WASHINGTON, D.C. (September 27, 2019)—Recently the U.S. District Court of Appeals for the 11th Circuit issued findings in a closely-watched whistleblower case from Alabama (United States of America versus AseraCare, Inc.) initially brought in 2008 that was vigorously pursued by the Department of Justice under the federal False Claims Act. A key element in the case was the question of whether a disagreement over hospice eligibility between AseraCare’s medical director and the government’s expert witness who reviewed the case after the fact was sufficient to constitute a false claim. At potential stake was a liability of more than $200 million. While this case centered on hospice eligibility, its underpinnings—related to the question of whether a subjective difference of clinical opinion is sufficient for a finding of fraud—is a landmark finding that could impact the Department of Justice’s (DoJ’s) enforcement efforts from here forward in health care cases.
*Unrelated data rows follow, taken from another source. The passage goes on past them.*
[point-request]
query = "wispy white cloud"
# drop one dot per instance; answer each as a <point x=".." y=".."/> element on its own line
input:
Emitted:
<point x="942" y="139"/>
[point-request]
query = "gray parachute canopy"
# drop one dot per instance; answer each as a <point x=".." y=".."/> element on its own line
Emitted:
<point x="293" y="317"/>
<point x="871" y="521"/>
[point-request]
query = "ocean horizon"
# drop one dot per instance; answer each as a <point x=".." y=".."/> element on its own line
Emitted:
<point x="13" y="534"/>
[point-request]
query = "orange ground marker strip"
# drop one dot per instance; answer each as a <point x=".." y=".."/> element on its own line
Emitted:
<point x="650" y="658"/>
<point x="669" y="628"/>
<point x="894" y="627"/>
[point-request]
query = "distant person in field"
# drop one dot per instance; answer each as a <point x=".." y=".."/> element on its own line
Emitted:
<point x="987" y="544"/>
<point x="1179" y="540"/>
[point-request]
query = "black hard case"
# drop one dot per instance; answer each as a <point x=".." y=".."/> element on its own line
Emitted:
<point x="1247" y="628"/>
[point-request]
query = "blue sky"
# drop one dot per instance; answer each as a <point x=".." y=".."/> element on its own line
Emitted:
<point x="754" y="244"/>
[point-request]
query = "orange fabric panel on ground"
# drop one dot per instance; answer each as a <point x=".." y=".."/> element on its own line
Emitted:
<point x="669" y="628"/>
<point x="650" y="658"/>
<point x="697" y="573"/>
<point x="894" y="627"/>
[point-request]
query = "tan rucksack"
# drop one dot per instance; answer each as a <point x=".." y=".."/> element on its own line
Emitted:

In brief, the 11th Circuit took two actions:

  • The Court affirmed a lower court’s determination that a difference in clinical opinion regarding patients’ eligibility for hospice care between the government’s expert witness who conducted a record review of the cases in question and AseraCare’s medical director is not sufficient—in and of itself and absent any other evidence of insufficiency of medical documentation or billing for care not rendered—for a finding of fraud (“…[P]hysicians applying their clinical judgment about a patient’s projected life expectancy could disagree, and neither physician [] be wrong.”)
  • The Court also acknowledged that in previous consideration the DoJ had not been permitted to present evidence demonstrating that AseraCare was knowledgeable of practices within the organization that resulted in certifications for care that were not fully considered by certifying physician and therefore did not meet hospices requirements. As a result, the Court remanded the case so that such evidence could be considered, but that upon reconsideration the DoJ must link these practices to the claims brought under the case.

The National Association for Home Care & Hospice (NAHC) joined forces with several organizations, including the American Medical Association (AMA) and the National Hospice and Palliative Care Organization (NHPCO), in a “friend of the court” (Amicus Curiae) brief supporting AseraCare in the legal position that a consulting physician’s opinion of a patient’s terminal prognosis is insufficient, on its own, to support an allegation that AseraCare submitted false or fraudulent claims to Medicare. NAHC President Bill Dombi served as co-counsel in the brief.

The case presented serious allegations of concern to the entire hospice community in that it is not uncommon for physicians to disagree about the life expectancy of a patient. However, to subject a hospice to an allegation of false claims simply on the basis of a consulting physician’s post-hoc view of a patient’s life expectancy threatened hospice overall as an end-of-life benefit under Medicare. NAHC is heartened that both the U.S. District Court and the 11th Circuit Court of Appeals recognized the invalidity of the action of the DoJ. While the ruling only specifically affects the states within the 11th Circuit (Alabama, Georgia and Florida) it can be expected that the ruling will influence other courts.